BLBI adalah skema bantuan (pinjaman) yang diberikan Bank Indonesia kepada bank-bank yang mengalami masalah likuiditas saat krisis moneter 1998. Skema untuk mengatasi masalah krisis ini atas dasar perjanjian Indonesia dengan IMF. Bank Indonesia sudah mengucurkan dana hingga lebih dari Rp144,5 triliun untuk 48 bank yang bermasalah agar dapat mengatasi krisis tersebut. Namun, penggunaan pinjaman ternyata tidak sesuai dengan ketentuan sehingga negara dinyatakan merugi hingga sebesar Rp138,4 triliun karena dana yang dipinjamkan tidak dikembalikan secara keseluruhan.
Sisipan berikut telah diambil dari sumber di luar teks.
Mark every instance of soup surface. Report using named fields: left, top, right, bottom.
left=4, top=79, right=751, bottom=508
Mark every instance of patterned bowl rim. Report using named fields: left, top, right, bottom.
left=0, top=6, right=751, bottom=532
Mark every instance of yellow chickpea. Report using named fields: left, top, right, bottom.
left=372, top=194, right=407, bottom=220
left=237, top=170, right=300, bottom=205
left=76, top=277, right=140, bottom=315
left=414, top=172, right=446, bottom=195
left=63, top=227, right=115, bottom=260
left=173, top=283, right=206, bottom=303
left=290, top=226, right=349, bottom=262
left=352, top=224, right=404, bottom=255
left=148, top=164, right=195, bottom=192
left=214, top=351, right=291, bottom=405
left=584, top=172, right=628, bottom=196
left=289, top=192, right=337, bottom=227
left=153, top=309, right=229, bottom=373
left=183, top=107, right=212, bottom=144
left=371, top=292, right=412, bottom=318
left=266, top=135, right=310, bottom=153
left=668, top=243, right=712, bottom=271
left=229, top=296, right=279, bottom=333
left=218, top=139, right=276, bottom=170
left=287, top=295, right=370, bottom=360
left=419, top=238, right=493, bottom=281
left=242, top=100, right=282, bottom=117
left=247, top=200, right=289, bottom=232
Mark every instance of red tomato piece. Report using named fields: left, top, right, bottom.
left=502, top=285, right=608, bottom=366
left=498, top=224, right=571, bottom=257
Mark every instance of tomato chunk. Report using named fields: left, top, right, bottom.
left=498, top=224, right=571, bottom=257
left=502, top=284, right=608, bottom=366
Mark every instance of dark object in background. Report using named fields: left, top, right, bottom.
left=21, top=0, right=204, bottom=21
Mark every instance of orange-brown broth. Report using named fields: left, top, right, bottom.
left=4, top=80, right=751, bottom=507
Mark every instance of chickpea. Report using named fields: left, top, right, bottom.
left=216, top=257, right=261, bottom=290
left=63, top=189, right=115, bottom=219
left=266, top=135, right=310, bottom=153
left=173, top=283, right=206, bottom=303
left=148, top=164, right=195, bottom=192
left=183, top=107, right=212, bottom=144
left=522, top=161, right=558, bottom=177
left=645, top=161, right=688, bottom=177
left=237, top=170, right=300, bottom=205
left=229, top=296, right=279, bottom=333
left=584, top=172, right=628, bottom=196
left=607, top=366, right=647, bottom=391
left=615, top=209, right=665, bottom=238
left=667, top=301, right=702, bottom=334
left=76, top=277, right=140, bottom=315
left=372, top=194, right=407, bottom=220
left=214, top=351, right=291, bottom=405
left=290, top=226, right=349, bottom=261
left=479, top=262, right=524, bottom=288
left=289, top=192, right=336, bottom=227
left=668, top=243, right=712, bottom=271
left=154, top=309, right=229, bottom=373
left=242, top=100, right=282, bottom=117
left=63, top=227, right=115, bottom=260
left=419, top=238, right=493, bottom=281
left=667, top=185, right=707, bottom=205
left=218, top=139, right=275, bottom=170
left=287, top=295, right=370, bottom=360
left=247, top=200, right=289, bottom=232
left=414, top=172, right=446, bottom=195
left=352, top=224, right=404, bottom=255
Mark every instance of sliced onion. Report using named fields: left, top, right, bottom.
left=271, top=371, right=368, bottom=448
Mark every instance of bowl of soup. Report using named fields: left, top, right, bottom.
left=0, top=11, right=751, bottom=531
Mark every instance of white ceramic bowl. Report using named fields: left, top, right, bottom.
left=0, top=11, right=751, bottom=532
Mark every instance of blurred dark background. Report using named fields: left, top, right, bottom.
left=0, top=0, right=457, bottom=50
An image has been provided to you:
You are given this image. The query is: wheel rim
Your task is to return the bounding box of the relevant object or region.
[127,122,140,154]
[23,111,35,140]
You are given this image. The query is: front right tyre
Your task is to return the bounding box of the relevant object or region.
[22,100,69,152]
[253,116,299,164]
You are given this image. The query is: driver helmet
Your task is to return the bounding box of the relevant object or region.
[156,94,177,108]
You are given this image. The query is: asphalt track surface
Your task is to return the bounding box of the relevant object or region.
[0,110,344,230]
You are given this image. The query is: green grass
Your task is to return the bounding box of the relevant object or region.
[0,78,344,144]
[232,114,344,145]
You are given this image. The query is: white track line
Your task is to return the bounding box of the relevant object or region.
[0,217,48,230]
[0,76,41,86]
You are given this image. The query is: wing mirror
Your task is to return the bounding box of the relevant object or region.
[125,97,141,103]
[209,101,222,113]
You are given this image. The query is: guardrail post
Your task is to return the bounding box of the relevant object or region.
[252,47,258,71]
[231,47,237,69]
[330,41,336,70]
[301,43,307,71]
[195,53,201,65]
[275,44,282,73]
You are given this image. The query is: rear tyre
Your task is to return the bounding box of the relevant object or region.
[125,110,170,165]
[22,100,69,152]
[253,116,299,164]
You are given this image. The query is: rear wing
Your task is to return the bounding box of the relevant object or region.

Terkait dengan dugaan penyimpangan dana tersebut, sejumlah debitur diproses secara hukum oleh Kejaksaan Agung. Akan tetapi, Kejaksaan mengeluarkan surat perintah penghentian penyidikan (SP3) kepada para debitur dengan dasar SKL yang diterbitkan oleh BPPN kala itu. Kejagung mendasarkan Instruksi Presiden Nomor 8 Tahun 2002 tentang Pemberian Jaminan Kepastian Hukum kepada Debitur, yang telah menyelesaikan kewajibannya atau tindakan hukum kepada debitur yang tidak menyelesaikan kewajibannya berdasarkan pemeriksaan penyelesaian kewajiban pemegang saham (PKPS).

Inpres itu dikeluarkan saat kepemimpinan Presiden Megawati yang juga mendapat masukan dari Menteri Keuangan Boediono, Menteri Koordinator Perekonomian Dorodjatun Kuntjoro-Jakti, dan Menteri BUMN Laksamana Sukardi. Berdasar Inpres tersebut, debitur BLBI dianggap sudah menyelesaikan utang meski baru melunasi 30 persen dari jumlah kewajiban pemegang saham dalam bentuk tunai dan 70 persen dibayar dengan sertifikat bukti hak kepada BPPN. Baca Juga: Babak Baru Penanganan Korupsi BLBI VS Klaim Lunas Sjamsul Nursalim

Dalam penyelidikan kasus ini, KPK sudah memeriksa sejumlah pejabat pada Kabinet Gotong Royong 2001 s.d. 2004, yaitu Menteri Badan Usaha Milik Negara (BUMN) 2001 s.d. 2004 Laksamana Sukardi, Kepala Badan Penyehatan Perbankan Nasional (BPPN) I Putu Gede Ary Suta, Menteri Koordinator Perekonomian pada Kabinet Gotong Royong 2001 s.d. 2004 Dorodjatun Kuntjoro-Jakti, Menteri Keuangan dan Koordinator Perekonomian periode 2000 s.d. 2001 Rizal Ramli, Menteri Keuangan 1998 s.d. 1999 Bambang Subiyanto, Menko Perekonomian 1999 s.d. 2000 dan Kepala Bappenas 2001 s.d. 2004 Kwik Kian Gie.